# Need a short 18mm strap



## Richard734 (Jul 17, 2019)

Daughter has skinny wrists (16cm)

i am struggling to find a strap that goes small enough. Even with a NATO on smallest, it's still to big. Any good sources? Cheaper the better.

thanks in advance


----------



## normdiaz (May 5, 2004)

Have you tried shortening the NATO strap? Here's a how-to video:






Similar procedure applies to converting a NATO strap to a single piece pass-through strap. (Eliminates the second piece on the NATO so that only a single piece of nylon is under the watch.)


----------



## al_kaholik (May 22, 2018)

Hirsch XS are short. I've always found limited by choice though


----------



## Solar Pilgrim (Aug 26, 2019)

Some of the 18mm straps that Cousin's sell are quite short on the last hole, they are cheap too.


----------



## it'salivejim (Jan 19, 2013)

Solar Pilgrim said:


> Some of the 18mm straps that Cousin's sell are quite short on the last hole, they are cheap too.


 You've been busy today.

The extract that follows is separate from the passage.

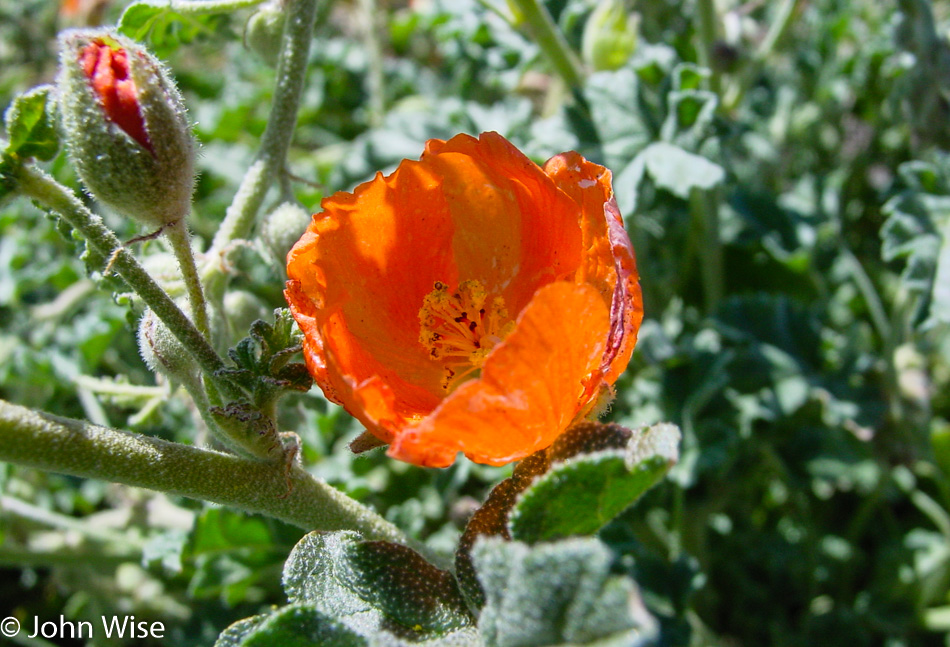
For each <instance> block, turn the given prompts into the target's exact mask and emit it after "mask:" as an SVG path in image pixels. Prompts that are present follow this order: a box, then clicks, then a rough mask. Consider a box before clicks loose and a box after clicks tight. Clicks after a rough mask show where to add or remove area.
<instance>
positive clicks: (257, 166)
mask: <svg viewBox="0 0 950 647" xmlns="http://www.w3.org/2000/svg"><path fill="white" fill-rule="evenodd" d="M316 7H317V2H316V0H291V1H290V3H289V7H288V9H287V12H288V13H287V22H286V23H285V25H284V34H283V44H282V46H281V52H280V60H279V62H278V64H277V85H276V87H275V88H274V103H273V106H272V107H271V112H270V116H269V118H268V120H267V127H266V128H265V129H264V134H263V136H262V137H261V148H260V150H259V151H258V153H257V157H256V159H255V161H254V163H253V164H251V166H250V168H248V170H247V172H246V173H245V174H244V178H243V179H242V180H241V186H240V187H238V191H237V193H236V194H235V196H234V201H233V202H232V203H231V206H229V207H228V210H227V212H226V213H225V215H224V221H223V222H222V223H221V227H220V228H219V229H218V231H217V233H216V234H215V236H214V241H212V243H211V249H210V250H209V252H208V264H207V265H206V271H205V274H204V278H205V281H206V285H207V286H208V290H209V292H211V299H212V300H213V301H217V300H218V297H219V296H220V294H222V293H223V292H224V285H225V280H224V270H223V265H224V262H223V261H224V260H225V257H226V256H228V255H229V254H230V252H231V249H232V248H233V243H234V242H235V241H237V240H241V239H246V238H247V237H248V236H249V235H250V233H251V229H252V227H253V226H254V221H255V219H256V218H257V213H258V211H259V210H260V208H261V205H262V204H263V203H264V197H265V196H266V195H267V191H268V190H269V189H270V187H271V186H272V185H273V183H274V180H275V179H276V178H277V175H278V174H279V173H280V172H281V171H282V170H283V169H284V164H285V163H286V160H287V150H288V149H289V148H290V141H291V139H292V137H293V133H294V127H295V126H296V123H297V109H298V108H299V106H300V97H301V95H302V94H303V85H304V79H305V78H306V73H307V58H308V56H309V55H310V41H311V40H312V38H313V25H314V20H315V17H316Z"/></svg>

Not long to the 50 now :thumbsup:


----------



## WRENCH (Jun 20, 2016)

it'salivejim said:


> You've been busy today. Not long to the 50 now :thumbsup:


 And the anti climax.


----------



## Solar Pilgrim (Aug 26, 2019)

it'salivejim said:


> You've been busy today. Not long to the 50 now :thumbsup:


 Nearly there!



WRENCH said:


> And the anti climax.


 What do you mean?

Looks like I've made it!


----------



## Davey P (Sep 9, 2010)

Getting back on topic, have you thought about having a strap custom made? One of our members, @Miterant makes excellent quality leather straps, and you can specify the exact length and lug width (and probably even the hole spacings) so the strap could be as short as you like, and unique to you and your daughter. I haven't had any done myself yet, but he does come highly recommended by a lot of members on here. Just a thought anyway.

On a separate note, what style of watch does your daughter like? I've got quite a few small watches collected over the years, and given the size of my wrists they're no good to me, so I might be able to donate one to you if I've got any that are suitable. Let me know (via PM if preferred) and I'll see what I can do :thumbsup:


----------



## ziggy1024 (Dec 18, 2017)

Perlon is another option...


----------



## WRENCH (Jun 20, 2016)

Richard734 said:


> Daughter has skinny wrists (16cm)
> 
> i am struggling to find a strap that goes small enough. Even with a NATO on smallest, it's still to big. Any good sources? Cheaper the better.
> 
> thanks in advance


 Have a look here,

https://www.watch-band-center.com/watchstrap-h204-Extra-Short-Straps.html


----------